En tanto, el secretario de Industria y Desarrollo Productivo, José Ignacio De Mendiguren, señaló que es un tema que «preocupa muchísimo» por el impacto que tiene en la cadena de producción. «Esto está parando a muchas terminales de la industria automotriz, por lo que pasa a ser un tema de toda la cadena», aseguró el funcionario, quien indicó que en el sector tienen «muy buenos salarios promedio, incluso con cláusulas de participación de los trabajadores en las utilidades de su compañía».
De Mendiguren resaltó que el automotor es un sector «que está funcionando muy bien en el último tiempo, con un crecimiento récord en exportaciones de automóviles, que registró una suba del 40% respecto al año anterior», por lo que expresó su preocupación por el impacto del conflicto.

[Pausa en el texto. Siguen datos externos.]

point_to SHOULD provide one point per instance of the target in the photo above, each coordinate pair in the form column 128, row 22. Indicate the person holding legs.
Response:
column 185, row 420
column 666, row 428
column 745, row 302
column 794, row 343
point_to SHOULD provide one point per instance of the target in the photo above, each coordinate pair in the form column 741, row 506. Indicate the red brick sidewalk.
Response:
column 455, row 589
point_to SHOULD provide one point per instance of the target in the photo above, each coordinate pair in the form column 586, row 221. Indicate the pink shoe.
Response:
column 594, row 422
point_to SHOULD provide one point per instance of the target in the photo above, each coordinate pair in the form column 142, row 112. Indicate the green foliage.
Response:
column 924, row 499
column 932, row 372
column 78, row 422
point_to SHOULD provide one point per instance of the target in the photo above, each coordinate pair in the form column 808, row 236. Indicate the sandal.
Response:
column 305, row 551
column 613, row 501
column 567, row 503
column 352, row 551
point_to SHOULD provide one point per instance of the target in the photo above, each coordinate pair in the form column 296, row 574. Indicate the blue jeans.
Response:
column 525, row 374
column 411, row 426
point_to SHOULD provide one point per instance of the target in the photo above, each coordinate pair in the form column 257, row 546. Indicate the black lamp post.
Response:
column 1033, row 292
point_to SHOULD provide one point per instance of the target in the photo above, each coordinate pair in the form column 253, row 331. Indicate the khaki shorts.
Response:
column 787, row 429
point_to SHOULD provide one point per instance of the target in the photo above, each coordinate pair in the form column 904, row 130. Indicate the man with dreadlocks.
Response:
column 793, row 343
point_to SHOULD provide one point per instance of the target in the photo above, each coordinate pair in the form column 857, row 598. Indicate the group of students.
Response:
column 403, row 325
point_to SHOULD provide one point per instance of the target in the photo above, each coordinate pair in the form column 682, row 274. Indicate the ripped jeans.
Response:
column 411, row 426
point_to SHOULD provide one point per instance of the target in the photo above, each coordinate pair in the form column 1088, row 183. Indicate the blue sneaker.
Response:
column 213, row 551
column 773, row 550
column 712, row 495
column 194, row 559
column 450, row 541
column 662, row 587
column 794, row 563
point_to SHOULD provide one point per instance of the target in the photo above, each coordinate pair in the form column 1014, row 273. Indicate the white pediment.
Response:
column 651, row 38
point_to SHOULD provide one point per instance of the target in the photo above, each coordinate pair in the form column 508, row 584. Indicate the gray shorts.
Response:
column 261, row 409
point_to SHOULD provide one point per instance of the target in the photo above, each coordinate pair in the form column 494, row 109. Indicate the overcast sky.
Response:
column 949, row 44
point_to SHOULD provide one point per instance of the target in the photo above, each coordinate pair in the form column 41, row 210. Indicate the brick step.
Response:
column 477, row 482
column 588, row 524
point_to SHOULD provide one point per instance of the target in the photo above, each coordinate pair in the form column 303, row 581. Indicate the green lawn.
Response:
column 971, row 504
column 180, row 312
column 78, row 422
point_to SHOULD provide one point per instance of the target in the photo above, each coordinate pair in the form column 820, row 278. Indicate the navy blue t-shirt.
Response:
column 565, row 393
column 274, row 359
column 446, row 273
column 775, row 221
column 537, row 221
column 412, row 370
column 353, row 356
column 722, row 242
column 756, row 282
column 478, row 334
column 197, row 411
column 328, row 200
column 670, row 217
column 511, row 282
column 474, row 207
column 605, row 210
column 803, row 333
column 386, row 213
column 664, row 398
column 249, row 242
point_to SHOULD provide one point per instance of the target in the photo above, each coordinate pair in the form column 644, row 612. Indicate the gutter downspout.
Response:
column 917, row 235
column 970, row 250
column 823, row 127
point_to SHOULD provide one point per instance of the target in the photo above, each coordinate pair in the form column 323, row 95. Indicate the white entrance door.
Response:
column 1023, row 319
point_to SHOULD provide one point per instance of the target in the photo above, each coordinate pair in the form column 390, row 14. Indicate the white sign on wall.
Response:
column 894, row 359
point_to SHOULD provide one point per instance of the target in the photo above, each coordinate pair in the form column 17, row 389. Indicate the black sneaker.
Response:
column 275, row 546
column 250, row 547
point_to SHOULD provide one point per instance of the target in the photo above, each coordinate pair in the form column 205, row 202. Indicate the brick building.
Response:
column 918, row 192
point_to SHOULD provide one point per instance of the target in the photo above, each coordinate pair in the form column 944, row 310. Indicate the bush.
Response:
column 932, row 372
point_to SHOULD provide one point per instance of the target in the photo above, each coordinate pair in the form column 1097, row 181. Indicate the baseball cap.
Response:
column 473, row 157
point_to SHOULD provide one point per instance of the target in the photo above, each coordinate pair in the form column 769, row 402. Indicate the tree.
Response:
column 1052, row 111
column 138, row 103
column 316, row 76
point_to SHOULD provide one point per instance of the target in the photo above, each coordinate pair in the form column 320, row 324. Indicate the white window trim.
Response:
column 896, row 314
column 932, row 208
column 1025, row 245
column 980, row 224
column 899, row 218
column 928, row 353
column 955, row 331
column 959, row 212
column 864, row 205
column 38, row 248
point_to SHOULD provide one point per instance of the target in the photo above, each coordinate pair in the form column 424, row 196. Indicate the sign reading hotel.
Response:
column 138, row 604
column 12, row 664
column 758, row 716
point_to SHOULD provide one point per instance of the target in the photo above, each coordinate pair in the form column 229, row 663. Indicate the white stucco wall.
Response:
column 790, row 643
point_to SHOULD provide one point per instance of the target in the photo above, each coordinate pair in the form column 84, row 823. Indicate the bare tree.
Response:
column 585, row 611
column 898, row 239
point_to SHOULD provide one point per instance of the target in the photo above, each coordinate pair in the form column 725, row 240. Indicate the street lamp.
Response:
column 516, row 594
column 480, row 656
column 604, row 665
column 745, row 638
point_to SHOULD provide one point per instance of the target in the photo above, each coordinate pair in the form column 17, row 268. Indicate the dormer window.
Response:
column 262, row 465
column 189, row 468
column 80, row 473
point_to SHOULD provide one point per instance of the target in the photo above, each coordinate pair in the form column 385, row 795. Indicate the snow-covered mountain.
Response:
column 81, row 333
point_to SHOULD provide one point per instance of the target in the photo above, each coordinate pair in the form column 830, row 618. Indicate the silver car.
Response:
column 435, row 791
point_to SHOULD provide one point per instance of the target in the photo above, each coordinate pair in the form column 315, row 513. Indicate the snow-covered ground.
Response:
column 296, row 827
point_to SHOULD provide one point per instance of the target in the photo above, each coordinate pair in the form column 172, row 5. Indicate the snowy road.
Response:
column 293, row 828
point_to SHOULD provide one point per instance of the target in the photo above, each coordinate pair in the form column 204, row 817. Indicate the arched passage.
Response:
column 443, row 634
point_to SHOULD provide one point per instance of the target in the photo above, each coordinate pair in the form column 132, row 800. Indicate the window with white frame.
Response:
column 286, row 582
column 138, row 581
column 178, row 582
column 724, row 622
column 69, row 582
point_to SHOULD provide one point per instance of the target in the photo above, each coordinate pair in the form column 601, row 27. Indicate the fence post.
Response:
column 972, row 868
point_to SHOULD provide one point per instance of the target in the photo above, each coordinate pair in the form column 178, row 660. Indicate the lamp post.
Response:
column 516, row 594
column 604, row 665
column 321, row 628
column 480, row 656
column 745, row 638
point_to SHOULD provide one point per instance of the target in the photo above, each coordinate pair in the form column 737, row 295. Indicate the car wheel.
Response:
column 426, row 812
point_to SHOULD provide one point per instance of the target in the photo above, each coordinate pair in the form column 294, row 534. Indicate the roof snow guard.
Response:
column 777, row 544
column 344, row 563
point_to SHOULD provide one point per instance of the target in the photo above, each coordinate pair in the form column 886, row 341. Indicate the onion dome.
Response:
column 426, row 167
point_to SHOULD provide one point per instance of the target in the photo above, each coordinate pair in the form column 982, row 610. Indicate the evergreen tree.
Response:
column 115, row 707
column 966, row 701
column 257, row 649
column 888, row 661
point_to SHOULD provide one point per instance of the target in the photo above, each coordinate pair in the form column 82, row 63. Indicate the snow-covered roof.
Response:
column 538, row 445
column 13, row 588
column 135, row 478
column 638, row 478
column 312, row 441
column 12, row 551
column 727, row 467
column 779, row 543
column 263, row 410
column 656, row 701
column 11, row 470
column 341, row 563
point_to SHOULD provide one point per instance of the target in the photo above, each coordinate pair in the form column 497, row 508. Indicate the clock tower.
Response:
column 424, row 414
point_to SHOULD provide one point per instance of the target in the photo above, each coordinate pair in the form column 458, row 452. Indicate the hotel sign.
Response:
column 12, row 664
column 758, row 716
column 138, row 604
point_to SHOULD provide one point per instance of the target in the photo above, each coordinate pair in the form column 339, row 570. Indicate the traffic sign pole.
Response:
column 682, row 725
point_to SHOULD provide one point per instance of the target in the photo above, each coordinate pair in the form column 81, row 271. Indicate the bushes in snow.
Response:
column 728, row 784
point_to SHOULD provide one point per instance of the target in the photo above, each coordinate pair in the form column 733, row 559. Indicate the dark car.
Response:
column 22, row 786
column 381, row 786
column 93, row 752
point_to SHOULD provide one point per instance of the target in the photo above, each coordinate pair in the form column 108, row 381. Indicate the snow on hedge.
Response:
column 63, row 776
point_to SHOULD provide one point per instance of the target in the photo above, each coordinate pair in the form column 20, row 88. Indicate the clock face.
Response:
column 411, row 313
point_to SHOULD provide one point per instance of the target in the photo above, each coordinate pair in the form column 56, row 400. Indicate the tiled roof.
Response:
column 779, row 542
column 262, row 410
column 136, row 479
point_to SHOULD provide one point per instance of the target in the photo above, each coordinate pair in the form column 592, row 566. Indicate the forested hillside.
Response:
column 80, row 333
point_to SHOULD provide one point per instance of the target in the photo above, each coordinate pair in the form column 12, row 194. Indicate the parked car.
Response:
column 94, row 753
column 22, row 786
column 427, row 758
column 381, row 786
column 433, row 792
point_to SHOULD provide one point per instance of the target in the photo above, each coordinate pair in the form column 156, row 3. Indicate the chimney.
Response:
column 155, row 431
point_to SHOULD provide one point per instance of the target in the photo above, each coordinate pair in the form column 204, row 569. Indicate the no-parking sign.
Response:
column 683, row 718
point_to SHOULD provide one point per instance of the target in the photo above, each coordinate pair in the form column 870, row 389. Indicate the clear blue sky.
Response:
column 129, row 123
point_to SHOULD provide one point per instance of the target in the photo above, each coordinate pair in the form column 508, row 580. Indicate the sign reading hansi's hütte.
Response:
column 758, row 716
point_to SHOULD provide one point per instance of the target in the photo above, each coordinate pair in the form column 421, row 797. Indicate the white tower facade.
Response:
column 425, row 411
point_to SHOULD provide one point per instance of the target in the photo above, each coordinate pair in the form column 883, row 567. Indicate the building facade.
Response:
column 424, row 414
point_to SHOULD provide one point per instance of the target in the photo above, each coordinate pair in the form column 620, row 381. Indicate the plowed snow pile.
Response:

Además, a eso se suma la decisión adoptada en los últimos días por las tres principales compañías de suspender temporariamente la producción en el país.
El fin de semana lo expresaron en comunicados, lo que no hizo más que seguir caldeando los ánimos de un conflicto que tiene todos los componentes para convertirse en un caso testigo de la Argentina perinola.